Time and place become irrelevant
While Hyundai’s “Mobility of Things” vision sounds like something out of science fiction – and perhaps CES “vaporware” – the underlying technology has immediate real-world applications when tied together with virtual reality and digital-twin tech. (During Hyundai’s CES press conference Boston Dynamics founder and chairman Marc Raibert came up with a prefect analogy to explain the concept of a digital twin: a car’s in-dash navigation system that displays a digital version of the real world outside.) For example, using a robot with Hyundai’s PnD platform and leveraging virtual reality and digital-twin technology, a person could access their home from halfway around the globe to check in and interact with family members or care and feed a pet.
Raibert also gave the example of a robot being able to assist an elderly person in getting dressed, rather than placing the burden on family members or paying for in-home human care. He added that such robots could also be used in nursing homes, which will be a growing – and lucrative – market as the aging population grows.
Perhaps the most immediate application and payoff of the technology will be for industrial applications.
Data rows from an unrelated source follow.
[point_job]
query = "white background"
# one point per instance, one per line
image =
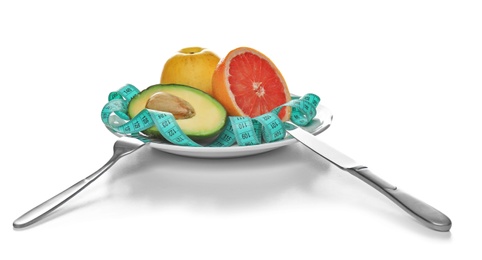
(402, 79)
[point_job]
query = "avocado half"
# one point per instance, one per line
(209, 119)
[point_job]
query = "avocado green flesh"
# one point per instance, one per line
(208, 121)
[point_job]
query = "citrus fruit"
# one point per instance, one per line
(247, 83)
(192, 66)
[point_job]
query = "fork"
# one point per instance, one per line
(122, 147)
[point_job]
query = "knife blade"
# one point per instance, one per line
(426, 214)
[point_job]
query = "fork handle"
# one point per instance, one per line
(50, 205)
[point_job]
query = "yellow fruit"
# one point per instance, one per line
(192, 66)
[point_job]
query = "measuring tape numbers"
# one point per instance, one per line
(240, 130)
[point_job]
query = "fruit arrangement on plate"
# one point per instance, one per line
(203, 94)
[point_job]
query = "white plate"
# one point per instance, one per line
(318, 125)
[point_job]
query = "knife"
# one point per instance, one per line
(426, 214)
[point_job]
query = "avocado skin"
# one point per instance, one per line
(153, 132)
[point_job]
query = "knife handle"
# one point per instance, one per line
(426, 214)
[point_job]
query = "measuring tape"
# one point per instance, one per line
(239, 129)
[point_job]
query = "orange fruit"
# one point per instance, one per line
(247, 83)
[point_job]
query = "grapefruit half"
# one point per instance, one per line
(247, 83)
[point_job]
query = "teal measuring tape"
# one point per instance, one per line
(242, 130)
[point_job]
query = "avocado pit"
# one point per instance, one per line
(178, 107)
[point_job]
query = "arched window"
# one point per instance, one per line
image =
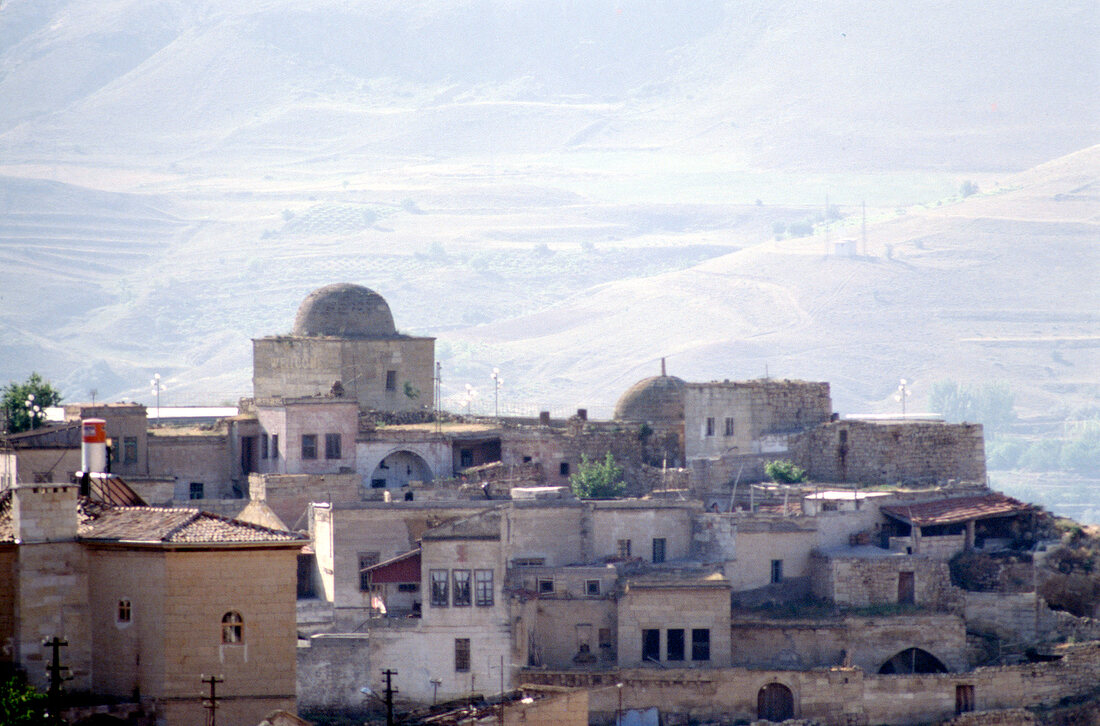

For example, a team of engineers in the U.S. could be virtually onsite at a factory in Korea – or anywhere in the word – to evaluate a design or diagnose an issue. By setting up a metauniverse, people will be able to move freely between the physical and virtual worlds, according to Chang Song, president and head of Hyundai’s transportation-as-a-service division. “Time and place become irrelevant,” he said, “and we’ll be able to move people and resources in a whole new way, expanding human reach.”
Real application coming soon
Beyond the PnD-based forward-looking mobility concepts Hyundai showed at CES, company executives who spoke were less clear about how the new technology will be used in the company’s bread-and-butter vehicle-manufacturing and sales business. Song mentioned that the technology eventually will be applied to Hyundai “cars, robots and UAVs,” the unmanned aerial vehicles that the company is developing and plans to deploy through its Supernal division.
Raibert was candid when he mentioned in the CES press briefing that “it’s still a question on how to integrate the technology with automotive and we’re tasked with figuring it out.” But he added that industrial duties can be done more efficiently using PnD and related technologies. “It will be much more applicable in manufacturing,” he said. “That’s almost a no-brainer.”
Hyundai Motor Group chairman Euisun Chung said during the CES press conference that he sees metamobility as a “natural extension of our mobility services”. And Song added that while the PnD technology is conceptual at this point, Hyundai is “thinking about mass production and we’ll show the real application soon.”